How Does The Dental Pulp Become Inflamed?
The tooth nerve injuries are mainly triggered by dental caries and trauma (accidents). When bacteria spread to the inside of the tooth, they can cause inflammation of the pulp (pulpitis) and it can be quite painful. The blood vessels expand and make a pressure on the sensitive tooth nerve causing toothache. Also, the tooth nerve can become infected and inflamed due to deep tooth fillings close to the nerve, deep caries close to the nerve, a crack in the tooth, extreme sensitivity, or crown preparation that makes the pulp (almost) exposed.
Symptoms Of Teeth That May Need A Root Canal Treatment
A toothache is one of the most obvious symptoms indicating that a tooth may need a root canal treatment. The inflammation expands the blood vessels in the tooth that press on the sensitive tooth nerve. Also, the symptoms may include:
- Extreme sensitivity to hot and cold.
- Spontaneous and throbbing pain.
- Pain that interrupts sleeping.
- Tenderness to touch and chewing.
- Development of a dental abscess.
- Swelling of the cheek, the jaw or even the neck.
In addition, root canal treatment can be performed if the dental pulp becomes inflamed due to deep tooth fillings close to the nerve, deep caries close to the nerve, a crack in the tooth, extreme sensitivity, or crown preparation that makes the pulp (almost) exposed.
Root Canal Treatment Procedure
Root canal treatment is a complex process that requires several steps. So, it may require one or more office visits.
- Local anesthesia: a local anesthesia is first applied to numb the tooth. local anesthesia is necessary to make the root canal treatment painless as possible. Then, a so-called rubber dam is used to isolate the tooth. The rubber dam is an elastic rubber sheet that is used to keep the tooth clean and dry during the procedure. This prevents bacteria from entering the tooth and minimizing the risk of complications.

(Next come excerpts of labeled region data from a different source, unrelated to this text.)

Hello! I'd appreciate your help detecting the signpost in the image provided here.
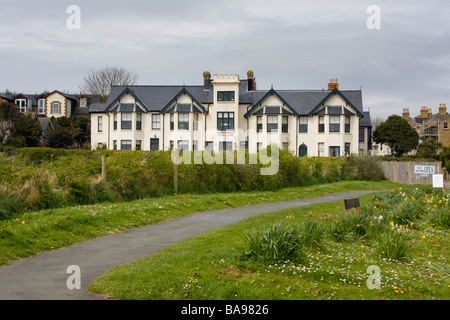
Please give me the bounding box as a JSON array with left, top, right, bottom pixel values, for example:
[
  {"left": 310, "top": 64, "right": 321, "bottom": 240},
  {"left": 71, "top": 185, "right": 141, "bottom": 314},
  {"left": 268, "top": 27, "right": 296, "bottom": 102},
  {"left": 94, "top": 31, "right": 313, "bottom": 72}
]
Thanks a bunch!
[{"left": 433, "top": 174, "right": 444, "bottom": 189}]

- Cleaning the root canals: the dentist opens the pulp chamber with a drill. Then, he/she introduces small, flexible files into the root canals and makes an X-ray to determine the length of root canals. The inflamed or dead tooth pulp is removed with files of various sizes. The dentist cleans and disinfects the entire root canal system to remove the remaining pulp tissues and make the tooth germ-free.
- Root filling: only when the tooth is germ-free, the canal system is filled with a root filling. The dentist fills the cleaned root canals with a special material called gutta percha. The dentist may place a so-called dental post in a root canal to stabilize the crown or restoration. After root canal treatment, a dental crown may be needed to protect, rebuild, and restore the function of the tooth.
Advantages of Root Canal Treatment
A successfully performed root canal treatment has the following advantages:
- The natural tooth is preserved.
- Preservation of normal chewing function and force.
- If a dental bridge is needed, the root canal treated tooth can be used for support.
- It prevents the spread of infection to surrounding tissues and other complications. Because it involves the cleaning of entire root canal system to remove the inflamed or dead pulp tissues and bacteria.